In yesterday’s post, I commented on Psalm 1:1. I pointed out that being happy, at least in part, involves avoiding things that sabotage our own happiness. Those are the same things that sabotages the happiness of others. My point was so simple that I often miss it: Happiness involves not doing certain things. Perhaps you also occasionally struggle with the negative, “not-doing” part of happiness.
Today, I want to deal with the positive pole of the happiness battery charger—what we can do to be happy. I have copied and pasted the entire psalm below for your perusal. Don’t worry: It is not a long psalm!
“Psa. 1:1 Blessed is the man
who walks not in the counsel of the wicked,
nor stands in the way of sinners,
nor sits in the seat of scoffers;
2 but his delight is in the law of the LORD,
and on his law he meditates day and night.
Psa. 1:3 He is like a tree
planted by streams of water
that yields its fruit in its season,
and its leaf does not wither.
In all that he does, he prospers.
4 The wicked are not so,
but are like chaff that the wind drives away.
Psa. 1:5 Therefore the wicked will not stand in the judgment,
nor sinners in the congregation of the righteous;
6 for the LORD knows the way of the righteous,
but the way of the wicked will perish.” (Psalm 1, English Standard Version)
As was the case yesterday with verse 1, I quote Derek Kidner on verse 2:
“The three negatives have cleared the way for what is positive, which is their true function and the value of their hard cutting edge. (Even in Eden God gave man a negative, to allow him the privilege of decisive choice.) The mind was the first bastion to defend, in verse 1, and is treated as the key to the whole man.

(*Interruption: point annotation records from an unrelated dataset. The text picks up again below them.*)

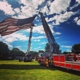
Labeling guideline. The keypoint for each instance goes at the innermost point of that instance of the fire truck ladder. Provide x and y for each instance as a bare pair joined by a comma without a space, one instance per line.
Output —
54,47
29,42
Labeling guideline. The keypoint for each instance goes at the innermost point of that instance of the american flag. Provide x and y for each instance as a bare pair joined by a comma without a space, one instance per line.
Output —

The law of the Lord stands opposed to ‘the counsel of the wicked’ (1), to which it is ultimately the only answer. The psalm is content to develop this one theme, implying that whatever really shapes a man’s thinking shapes his life. This is conveniently illustrated also by the next psalm, where the word for ‘plot’ (2:1b) is the same as for meditates here, with results that follow from the very different thoughts that are entertained there. In our verse, the deliberate echo of the charge to Joshua reminds the man of action that the call to think hard about the will of God is not merely for the recluse, but is the secret of [Vol 15: Psa, p. 65] achieving anything worthwhile (cf. prospers, here, with Josh. 1:8). Law (tôrâ) basically means ‘direction’ or ‘instruction’; it can be confined to a single command, or can extend, as here, to Scripture as a whole.

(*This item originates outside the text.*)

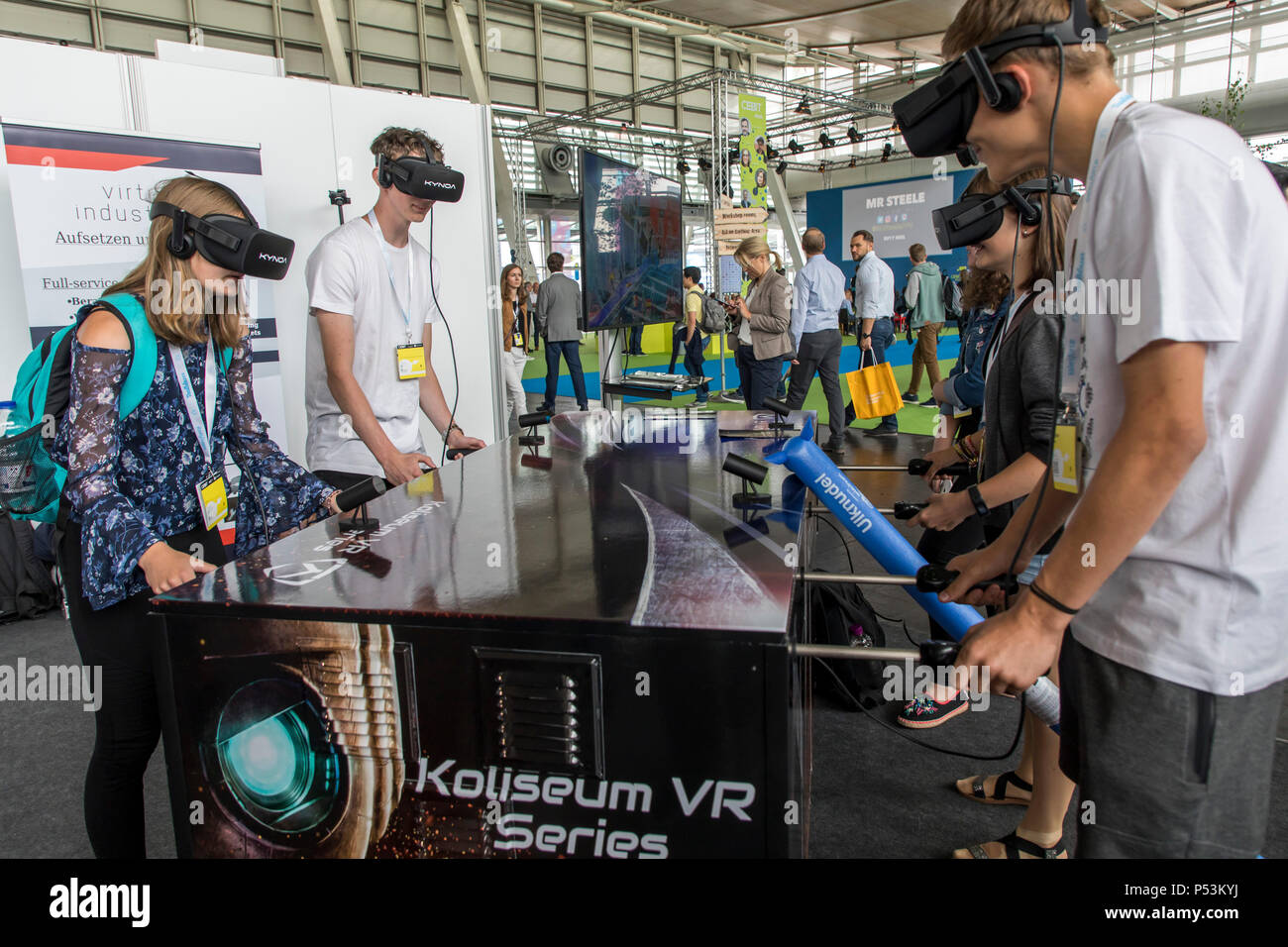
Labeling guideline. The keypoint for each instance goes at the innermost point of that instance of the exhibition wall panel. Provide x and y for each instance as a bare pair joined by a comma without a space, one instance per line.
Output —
313,138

3. . . . The phrase its fruit in its season emphasizes both the distinctiveness and the quiet growth of the product; for the tree is no mere channel, piping the water unchanged from one place to another, but a living organism which absorbs it, to produce in due course something new and delightful, proper to its kind and to its time. The promised immunity of the leaf from withering is not independence of the rhythm of the seasons (cf. the preceding line, and see on 31:15), but freedom from the crippling damage of drought (cf. Jer. 17:8b).”
So, the law—or better, the instruction—of the LORD aims at our ultimate stability, productiveness, and happiness. Now that is positivity on steroids!
I have noticed that, sometimes, when I marinate in God’s Instruction, I experience this delightful happiness. Not always, perhaps not even often. But when I do experience this delight in God’s Instruction, it is very delightful indeed.
And when I don’t experience such delight, I eventually (and grudgingly) have to admit that the fault is in me. God’s Law—God’s Instruction—is positive in its ultimate intentions. The really damaging (and damning) negativity is within my own mind and heart.